AB Science SA received a €5.9 million (US$7.8 million) funding boost for its Phase III development program of masitinib in Alzheimer's disease.

The Paris-based drug developer is leading a consortium that has obtained a total of €8.6 million in project funding from Bpifrance, the newly formed French public investment bank that has taken on the enterprise development functions of OSEO, CDC Enterprises and the French Strategic Investment Fund (FSI).

Masitinib, a tyrosine kinase inhibitor (TKI), recently entered a 400-patient Phase III trial in Alzheimer's, following a Phase II study which indicated that the drug improved cognition and memory in patients with mild to moderate disease. (See BioWorld Today, May 22, 2013.)

Masitinib already is marketed for a canine cancer indication, and it is undergoing European regulatory reviews in two human cancer indications, Gleevec-resistant gastrointestinal stromal tumor (GIST) and pancreatic cancer.

The drug has outperformed Sutent (sunitinib malate, Pfizer Inc.) in a Phase II head-to-head study in Gleevec-resistant GIST, and it is now undergoing a Phase III trial in the same setting. (See BioWorld Today, Feb. 8, 2012.)

It also provided an additional six-month survival benefit for pancreatic cancer patients with an aggressive form of disease who were already taking Gemzar (gemcitabine; Eli Lilly and Co.). Those with an aggressive course of disease were identified using a phenotypic biomarker developed by French diagnostics firm Skuldtech SAS. (See BioWorld Today, Nov. 7, 2012.).

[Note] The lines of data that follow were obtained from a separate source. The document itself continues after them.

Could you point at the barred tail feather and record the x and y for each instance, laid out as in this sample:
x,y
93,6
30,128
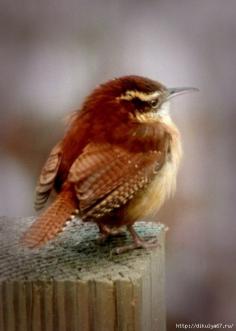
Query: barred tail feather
x,y
51,222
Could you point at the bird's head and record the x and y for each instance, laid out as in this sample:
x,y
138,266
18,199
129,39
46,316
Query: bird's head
x,y
138,98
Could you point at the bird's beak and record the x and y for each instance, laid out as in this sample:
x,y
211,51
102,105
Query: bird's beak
x,y
172,92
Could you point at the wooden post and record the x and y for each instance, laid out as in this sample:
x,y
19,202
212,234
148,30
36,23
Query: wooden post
x,y
73,283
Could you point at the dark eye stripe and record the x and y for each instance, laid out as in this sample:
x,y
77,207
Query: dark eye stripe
x,y
139,104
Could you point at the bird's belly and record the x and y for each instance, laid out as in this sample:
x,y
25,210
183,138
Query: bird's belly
x,y
147,203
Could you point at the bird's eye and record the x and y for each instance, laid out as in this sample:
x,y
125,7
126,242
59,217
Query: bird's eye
x,y
154,103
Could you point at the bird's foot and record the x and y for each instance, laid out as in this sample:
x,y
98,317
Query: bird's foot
x,y
106,233
138,242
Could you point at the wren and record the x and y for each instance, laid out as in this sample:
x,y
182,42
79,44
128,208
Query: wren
x,y
116,164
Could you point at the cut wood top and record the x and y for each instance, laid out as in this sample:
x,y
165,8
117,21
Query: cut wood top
x,y
74,254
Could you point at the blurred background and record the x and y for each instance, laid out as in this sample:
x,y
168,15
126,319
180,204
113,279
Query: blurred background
x,y
53,53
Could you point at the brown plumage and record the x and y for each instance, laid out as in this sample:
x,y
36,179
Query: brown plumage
x,y
116,163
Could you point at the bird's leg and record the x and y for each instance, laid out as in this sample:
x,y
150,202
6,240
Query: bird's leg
x,y
138,242
106,232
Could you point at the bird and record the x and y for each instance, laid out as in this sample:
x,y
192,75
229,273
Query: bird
x,y
116,164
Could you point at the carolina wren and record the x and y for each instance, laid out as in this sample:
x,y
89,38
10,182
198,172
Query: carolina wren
x,y
116,164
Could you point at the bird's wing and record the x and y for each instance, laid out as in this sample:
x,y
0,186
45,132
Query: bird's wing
x,y
47,177
106,177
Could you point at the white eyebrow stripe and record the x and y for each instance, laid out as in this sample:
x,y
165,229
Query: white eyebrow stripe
x,y
129,95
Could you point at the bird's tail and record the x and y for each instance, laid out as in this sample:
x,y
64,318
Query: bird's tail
x,y
52,220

Masitinib appears to act both by disrupting cancer signal pathways, as other TKIs do, but it also appears to have immunomodulatory effects, which are mediated by its targeting of c-Kit (also called CD117 and stem cell factor receptor) and Lyn, two tyrosine kinases that are expressed by mast cells.

Part of the project funding is earmarked for establishing mast cells as therapeutic targets in neurodegenerative disease. There is preliminary evidence, according to the company, that mast cells play a role in the trafficking of immune cells into the central nervous system (CNS). They may, therefore, have a role in the neuro-inflammatory aspects of Alzheimer's disease.

One recent review, which appeared in the Dec. 5, 2012, issue of the Philosophical Transactions of the Royal Society London, Biological Sciences, noted that mast cells can cross the blood-brain barrier when it becomes compromised due to CNS pathology. Its authors posited an "axis" of interaction involving mast cells and glial cells, which play a central role as immune effector cells in the CNS.

The project consortium also includes diagnostics firm Skuldtech, also of Paris, which will develop predictive companion tests to distinguish likely responders to therapy from and nonresponders. The same company has already developed a companion diagnostic for masitinib in pancreatic cancer. (See BioWorld Today, Nov. 7, 2012.).

The other participants in the project include the Brain and Spine Institute (ICM), at Hôpital Pitié Salpêtrière, in Paris, the MIRCen Molecular Imaging Research Center in Fontenay-aux-Roses, the National Institute of Health and Medical Research (Inserm), and the Imagine Foundation, a research institute located at the Necker Hospital, in Paris.

After peaking at €18.45 during trading Tuesday, shares in AB Science (PARIS:AB) ended the day at €17.81, a drop of 4 cents.

AB Science officials were not available for comment.